Dans ce document, le trio soutient que la prolongation de la dispute sur les documents « pourrait être préjudiciable aux agences de renseignement et de sécurité du Canada ».
Ils ont écrit que la divulgation d’informations apparemment inoffensives pourrait en fait finir par « démasquer » des sources étrangères et pourrait être « un cadeau pour des puissances de renseignement hostiles ». Cela pourrait également dissuader les sources potentielles de partager des informations de peur d’être identifiées.
De plus, si le gouvernement devait perdre le contrôle de la divulgation d’informations sensibles, le trio a fait valoir que cela violerait les obligations du Canada envers ses partenaires du renseignement « Five Eyes », avec lesquels les informations sensibles sont partagées dans des conditions de stricte confidentialité.
Les relations du Canada avec les États-Unis en matière de renseignement, en particulier, « seraient également gravement compromises par toute perte de confiance dans la capacité du gouvernement à protéger ses informations sensibles », ont-ils écrit.
Holland note dans sa lettre que les trois experts ont soutenu sa proposition de compromis, qu’il qualifie de raisonnable et responsable.
« Il reconnaît votre demande juste et équitable de pouvoir voir tous les documents non censurés et reconnaît le pouvoir de la Chambre de commander de tels documents. Notre proposition fait cela sans mettre en danger notre sécurité nationale, » dit Holland.
Il cite un autre article récent rédigé par des experts en sécurité nationale, Leah West et Stephanie Carvin de l’Université Carleton et Thomas Juneau de l’Université d’Ottawa, dans lequel les universitaires soutiennent que tous les partis doivent s’entendre sur un processus permettant au Parlement d’examiner les documents classifiés.
Les conservateurs n’ont pas répondu immédiatement à une demande de commentaire sur la lettre de Holland.
Les conservateurs ont catégoriquement rejeté la proposition de compromis de M. Holland dans le passé, mais le Bloc Québécois et le NPD ne l’ont pas catégoriquement exclue.

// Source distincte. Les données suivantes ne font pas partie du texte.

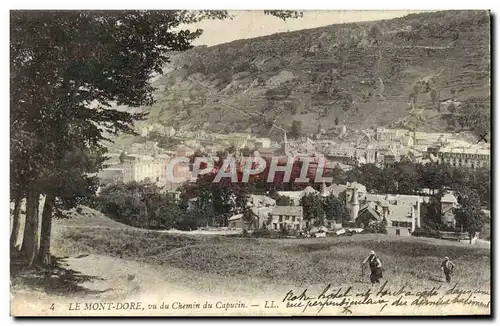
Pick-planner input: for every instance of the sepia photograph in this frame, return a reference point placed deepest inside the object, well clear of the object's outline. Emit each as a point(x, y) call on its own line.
point(250, 163)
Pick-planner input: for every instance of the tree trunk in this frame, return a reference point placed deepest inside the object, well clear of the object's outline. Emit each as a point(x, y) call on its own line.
point(15, 221)
point(44, 252)
point(29, 247)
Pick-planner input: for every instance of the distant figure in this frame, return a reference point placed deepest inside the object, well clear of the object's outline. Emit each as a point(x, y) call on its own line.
point(447, 267)
point(375, 267)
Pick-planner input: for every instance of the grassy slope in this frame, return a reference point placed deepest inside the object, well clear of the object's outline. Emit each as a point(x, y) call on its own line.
point(292, 262)
point(295, 64)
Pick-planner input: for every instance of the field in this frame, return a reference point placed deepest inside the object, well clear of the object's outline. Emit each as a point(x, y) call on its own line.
point(291, 262)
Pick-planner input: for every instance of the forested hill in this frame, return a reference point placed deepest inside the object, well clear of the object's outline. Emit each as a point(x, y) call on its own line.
point(364, 74)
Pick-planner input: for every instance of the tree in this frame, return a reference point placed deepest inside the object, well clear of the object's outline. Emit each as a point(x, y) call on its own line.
point(61, 63)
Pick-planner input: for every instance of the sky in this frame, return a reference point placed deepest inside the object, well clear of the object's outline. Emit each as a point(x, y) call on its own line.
point(254, 23)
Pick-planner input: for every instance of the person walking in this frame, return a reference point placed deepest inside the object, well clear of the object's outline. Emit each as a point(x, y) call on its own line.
point(447, 267)
point(375, 267)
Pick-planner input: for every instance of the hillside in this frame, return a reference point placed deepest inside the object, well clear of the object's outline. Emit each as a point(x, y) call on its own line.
point(364, 74)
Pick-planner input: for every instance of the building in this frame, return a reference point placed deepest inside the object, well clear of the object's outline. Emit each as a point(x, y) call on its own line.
point(260, 201)
point(400, 219)
point(262, 143)
point(402, 213)
point(296, 196)
point(159, 170)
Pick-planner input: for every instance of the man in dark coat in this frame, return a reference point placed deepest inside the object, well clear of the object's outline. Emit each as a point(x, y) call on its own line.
point(447, 267)
point(375, 267)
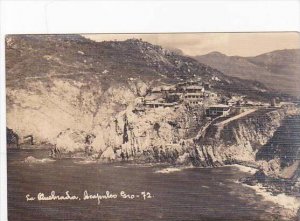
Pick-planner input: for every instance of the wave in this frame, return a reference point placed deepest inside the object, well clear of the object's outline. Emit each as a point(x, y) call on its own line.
point(290, 203)
point(32, 159)
point(245, 169)
point(86, 162)
point(171, 169)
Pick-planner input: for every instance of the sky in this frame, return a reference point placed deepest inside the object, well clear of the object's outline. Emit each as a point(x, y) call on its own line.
point(232, 44)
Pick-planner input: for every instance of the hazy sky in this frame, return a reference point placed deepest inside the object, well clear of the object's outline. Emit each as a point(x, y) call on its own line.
point(242, 44)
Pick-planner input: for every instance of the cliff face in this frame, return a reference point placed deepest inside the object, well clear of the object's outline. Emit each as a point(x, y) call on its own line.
point(78, 94)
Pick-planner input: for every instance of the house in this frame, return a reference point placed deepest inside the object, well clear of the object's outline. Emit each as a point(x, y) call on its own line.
point(218, 110)
point(193, 98)
point(159, 104)
point(194, 89)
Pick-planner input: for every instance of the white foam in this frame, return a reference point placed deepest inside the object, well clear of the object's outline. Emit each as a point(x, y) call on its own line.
point(245, 169)
point(32, 159)
point(85, 162)
point(171, 169)
point(288, 202)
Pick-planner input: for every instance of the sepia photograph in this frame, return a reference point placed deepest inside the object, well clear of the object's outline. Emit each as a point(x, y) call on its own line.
point(162, 126)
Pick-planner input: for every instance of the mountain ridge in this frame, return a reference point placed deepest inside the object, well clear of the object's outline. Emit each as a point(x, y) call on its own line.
point(278, 70)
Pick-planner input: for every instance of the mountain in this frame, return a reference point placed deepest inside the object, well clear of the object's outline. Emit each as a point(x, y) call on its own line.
point(60, 82)
point(278, 70)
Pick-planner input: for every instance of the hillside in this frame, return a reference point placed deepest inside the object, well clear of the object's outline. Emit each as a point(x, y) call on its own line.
point(61, 82)
point(278, 70)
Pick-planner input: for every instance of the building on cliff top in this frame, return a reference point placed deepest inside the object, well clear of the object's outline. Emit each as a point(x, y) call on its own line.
point(217, 110)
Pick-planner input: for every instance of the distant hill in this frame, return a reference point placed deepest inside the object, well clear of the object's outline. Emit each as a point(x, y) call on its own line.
point(56, 82)
point(278, 70)
point(47, 57)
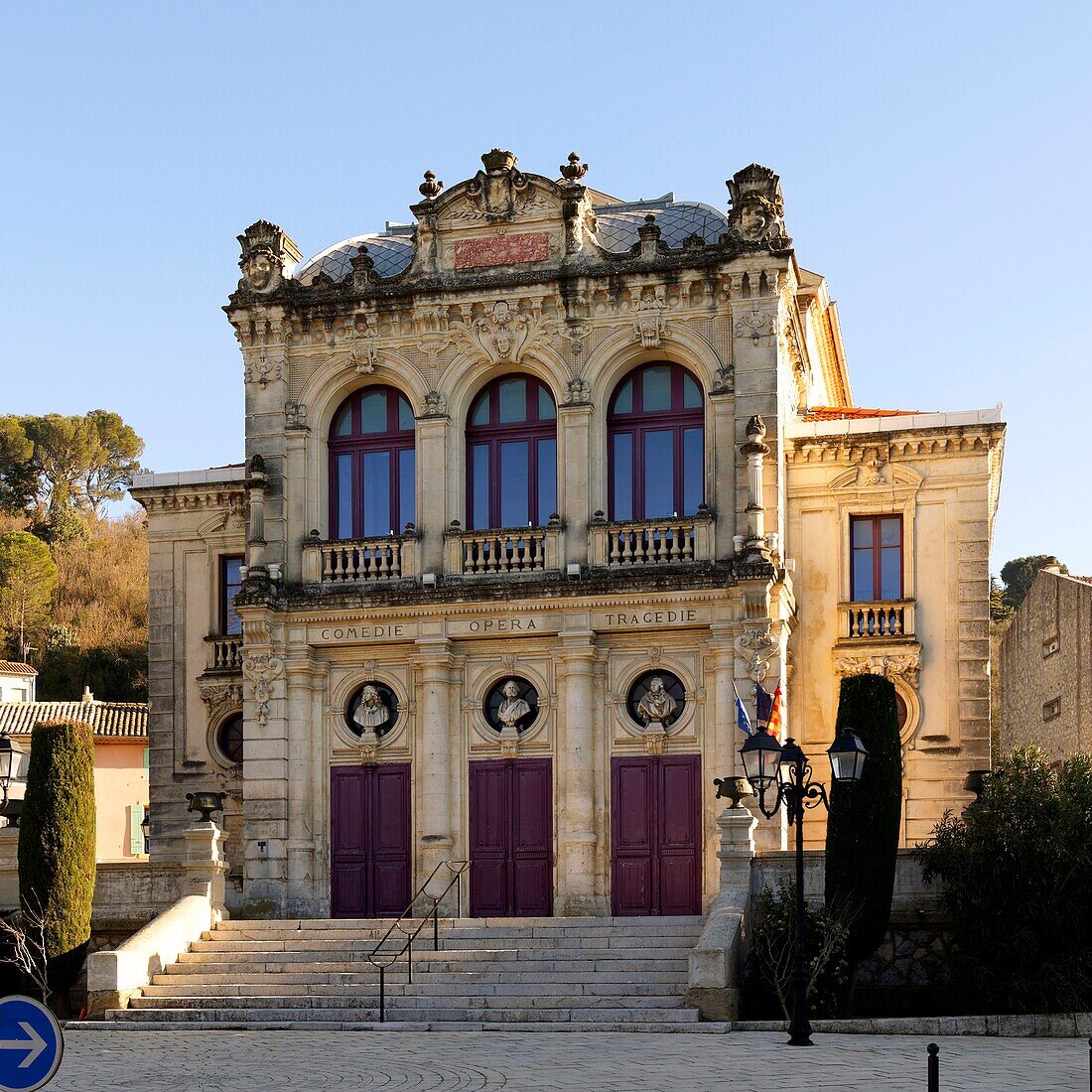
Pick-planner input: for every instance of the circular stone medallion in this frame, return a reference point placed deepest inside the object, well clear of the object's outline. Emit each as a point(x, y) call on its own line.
point(673, 688)
point(513, 701)
point(373, 706)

Dans une interview, Holland a dit que le Bloc et le NPD sont toujours « en train de l’étudier ».
Les partis d’opposition estiment que les documents feront la lumière sur les raisons pour lesquelles les scientifiques Xiangguo Qiu et son mari, Keding Cheng, ont été escortés hors du Laboratoire national de microbiologie de Winnipeg en juillet 2019, puis licenciés en janvier dernier.
Juste avant Noël, le chef conservateur Erin O’Toole a annoncé qu’il ne nommerait aucun député conservateur au comité de parlementaires sur la sécurité nationale et le renseignement, connu sous le nom de NSICOP, tant que les documents ne seront pas retirés.
Dans sa lettre, Holland exhorte les conservateurs à reconsidérer également cette décision, en faisant valoir que le NSICOP a été « un modèle de collaboration » où « les intérêts partisans ne sont pas placés devant la sécurité nationale ».
Le NSICOP a été créé en 2017 spécifiquement pour permettre aux députés d’examiner des questions sensibles. Il soumet des rapports classifiés au Premier ministre, qui sont ensuite déposés au Parlement sous forme éditée. Ses membres doivent avoir une habilitation de sécurité de haut niveau et sont tenus au secret.
« Ne pas participer à ce mécanisme de contrôle essentiel revient à affaiblir sa fonction essentielle », écrit Holland.
Ce rapport de la Presse Canadienne a été publié pour la première fois le 18 janvier 2022.